Toward a mechanistic psychology of dialogue

Published online by Cambridge University Press:  01 April 2004

Martin J. Pickering*
Department of Psychology, University of Edinburgh, EdinburghEH8 9JZ, United Kingdom
Simon Garrod*
Department of Psychology, University of Glasgow, Glasgow G12 8QT, United Kingdom


Traditional mechanistic accounts of language processing derive almost entirely from the study of monologue. Yet, the most natural and basic form of language use is dialogue. As a result, these accounts may only offer limited theories of the mechanisms that underlie language processing in general. We propose a mechanistic account of dialogue, the interactive alignment account, and use it to derive a number of predictions about basic language processes. The account assumes that, in dialogue, the linguistic representations employed by the interlocutors become aligned at many levels, as a result of a largely automatic process. This process greatly simplifies production and comprehension in dialogue. After considering the evidence for the interactive alignment model, we concentrate on three aspects of processing that follow from it. It makes use of a simple interactive inference mechanism, enables the development of local dialogue routines that greatly simplify language processing, and explains the origins of self-monitoring in production. We consider the need for a grammatical framework that is designed to deal with language in dialogue rather than monologue, and discuss a range of implications of the account.

Open Peer Commentary
Copyright © Cambridge University Press 2004

1. In more detail, the procedure is as follows. Two players are confronted with two computer-controlled mazes that do not differ in relevant ways. They are seated in different rooms but communicate via an audio link. The players each have a token representing their current position in their maze, which is only visible to them, and they take turns to move the tokens through the maze one position at a time until both players have reached their respective goal positions. At any time approximately half of the paths in each maze are closed. The closed paths are in different positions for each player and are only visible to that player. What makes the game collaborative is that the mazes are linked in such a way that when one player lands in a position where the other player's maze has a “switch” box, all of his closed paths open and open paths close. This means that the players have to keep track of each other's positions to successfully negotiate their mazes. The dialogue shown in Table 1 is taken from a conversation that occurred at the beginning of a game. Garrod and Anderson (1987) analyzed transcripts from 25 pairs of players to see how location descriptions developed over the course of each game. Some of the results of this analysis are considered in more detail in section 2.2.
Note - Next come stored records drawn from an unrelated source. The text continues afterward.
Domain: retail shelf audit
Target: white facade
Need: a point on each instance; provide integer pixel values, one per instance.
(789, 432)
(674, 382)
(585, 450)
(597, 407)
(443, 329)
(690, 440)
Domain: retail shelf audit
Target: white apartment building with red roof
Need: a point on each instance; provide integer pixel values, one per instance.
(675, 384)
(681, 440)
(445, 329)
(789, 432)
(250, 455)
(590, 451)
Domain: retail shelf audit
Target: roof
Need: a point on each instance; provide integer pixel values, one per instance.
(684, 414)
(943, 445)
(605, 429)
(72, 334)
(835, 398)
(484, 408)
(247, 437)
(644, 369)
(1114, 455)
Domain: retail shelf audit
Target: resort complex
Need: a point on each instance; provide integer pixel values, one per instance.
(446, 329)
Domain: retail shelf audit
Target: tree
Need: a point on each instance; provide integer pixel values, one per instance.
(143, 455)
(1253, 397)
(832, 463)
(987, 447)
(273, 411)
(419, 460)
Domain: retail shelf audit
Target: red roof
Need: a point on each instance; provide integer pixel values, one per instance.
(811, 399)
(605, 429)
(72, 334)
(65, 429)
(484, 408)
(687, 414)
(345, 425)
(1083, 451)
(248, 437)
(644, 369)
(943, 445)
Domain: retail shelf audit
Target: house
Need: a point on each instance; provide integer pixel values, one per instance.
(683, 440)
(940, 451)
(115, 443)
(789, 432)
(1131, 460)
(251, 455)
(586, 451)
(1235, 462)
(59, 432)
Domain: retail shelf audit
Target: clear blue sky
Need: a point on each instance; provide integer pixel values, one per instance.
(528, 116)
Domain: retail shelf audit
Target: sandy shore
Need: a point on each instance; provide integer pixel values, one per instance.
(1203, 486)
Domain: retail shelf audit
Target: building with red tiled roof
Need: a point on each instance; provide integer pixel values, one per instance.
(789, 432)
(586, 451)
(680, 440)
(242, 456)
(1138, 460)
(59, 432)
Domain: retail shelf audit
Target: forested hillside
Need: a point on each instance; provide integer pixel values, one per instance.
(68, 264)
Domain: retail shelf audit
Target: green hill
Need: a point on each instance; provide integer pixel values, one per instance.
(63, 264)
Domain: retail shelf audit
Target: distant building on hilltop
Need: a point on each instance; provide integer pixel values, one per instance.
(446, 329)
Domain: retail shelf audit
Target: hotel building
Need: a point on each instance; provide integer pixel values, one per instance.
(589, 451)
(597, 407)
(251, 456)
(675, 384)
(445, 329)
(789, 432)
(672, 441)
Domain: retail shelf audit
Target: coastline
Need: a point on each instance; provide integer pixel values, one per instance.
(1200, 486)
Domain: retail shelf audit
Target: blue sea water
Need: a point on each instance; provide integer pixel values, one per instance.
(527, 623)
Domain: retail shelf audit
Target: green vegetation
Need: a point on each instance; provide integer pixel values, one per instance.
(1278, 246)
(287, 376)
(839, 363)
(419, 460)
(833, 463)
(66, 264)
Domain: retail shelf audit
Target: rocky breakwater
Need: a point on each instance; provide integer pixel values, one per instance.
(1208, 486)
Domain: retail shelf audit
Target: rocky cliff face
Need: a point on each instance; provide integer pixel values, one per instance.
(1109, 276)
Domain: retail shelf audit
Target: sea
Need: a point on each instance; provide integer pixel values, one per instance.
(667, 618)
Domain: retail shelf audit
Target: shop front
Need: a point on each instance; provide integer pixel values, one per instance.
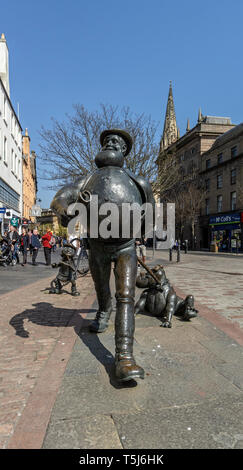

2. Actually, Carlson-Radvansky and Jiang only found inhibition if the two trials used the same axis of the reference frame (e.g., the up-down axis). This limitation may be related to the fact that priming was assessed outside a dialogue situation. An interesting prediction is that interlocutors would align on reference frames, not just axes.

3. Critically, ordinals such as 4th can only quantify over ordered sets of items, whereas locative adjectives such as top or bottom usually modify unordered sets of items. Therefore when speakers say 4th row, they either have to give a post-modifying phrase such as from the bottom, which imposes a particular ordering on the set of rows, or they have to assume that row denotes an element in an implicitly ordered set of rows. In other words, they assume that row in the bare 1st row is to be interpreted like storey of a building in 1st storey. (Notice that it is odd to talk of the 2nd storey from the bottom or even the bottom storey of a building, but fine to talk about the bottom floor.)

4. A very interesting issue occurs when alignment at one level conflicts with alignment at another. Perhaps the most obvious cases of this are when alignment at the situation model requires nonalignment at the lexical level. For example, in Schober's (1993) example, two interlocutors who are facing each other use different terms to refer to similar locations (on the left vs. on the right) to maintain the same egocentric frame of reference. Likewise, Markman and Gentner (1993) show that successful use of analogy can require lexical misalignment. In Garrod and Anderson's (1987) maze game, if one player uses second row to refer to the second row from the top in a five-row maze, then the other player will tend to use fourth row to refer to the second row from the bottom. The player could lexically align by using second row in this way, but of course this would involve misalignment of situation models, and would therefore be misleading. The implication is that normally alignment at the situation level overrides alignment at lower levels.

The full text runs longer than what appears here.